Civil association „Kohorta“ Osijek is registered with the Croatian non-governmental organization register under the number 14001240.
It is headquartered in Osijek - the administrative center of Osijek-Baranja county, Croatia.

Kohorta Osijek is a group of supporters of Croatian soccer club NK Osijek. It used to be located on the southeast and east stands of the Gradski vrt stadium in Osijek. On the new stadium it is located on the south side of the Opus Arena.

==Activities==
Like any other formally organized group of Football supporters, its main task is to be present on every game of the NK Osijek, no matter where the game is played, to cheer for the NK Osijek during the game, to publish press releases stating their supports or condemns about the actions of the NK Osijek players or that of the Steering Committee of the NK Osijek. They are proactive in monitoring every facet of soccer and everything connected to it. Their voice was heard when the Osijek Town Hall made an announcement of proposing to name Davor Šuker as an honor citizen of Osijek. Kohorta was strongly against such a proposal.
Every year Kohorta celebrates anniversary of its existence, but the 20th anniversary of the association, that took place in 2008, was very special. The Kohorta association made a film in their own production, about the association, its members – old and young and about cheering for their team. The film was screened in the Urania cinema. The film is titled: “20 years of pride”. The celebration lasted for a few days, with the grand finale on a soccer match NK Osijek – NK Rijeka.
Later on the film was published on the YouTube, and can be found there under the entry: “Kohorta Osijek 20 godina ponosa (cijeli film)“. The language of the film is Croatian.

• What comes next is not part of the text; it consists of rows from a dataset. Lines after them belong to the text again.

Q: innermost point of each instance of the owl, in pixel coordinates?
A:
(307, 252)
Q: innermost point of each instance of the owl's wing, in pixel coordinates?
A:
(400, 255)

For their 22nd anniversary, the members of the Kohorta made and recorded a song titled: “I give life of mine for Osijek”. The original title is:”Dajem život svoj za Osijek”. The song found its place on the Kohorta's new CD of cheering songs.
Kohorta was the first soccer supporter group that paid a visit to the pitch in Serbia, after the Croatian War of Independence. They visited town Subotica, to watch and cheer for their team.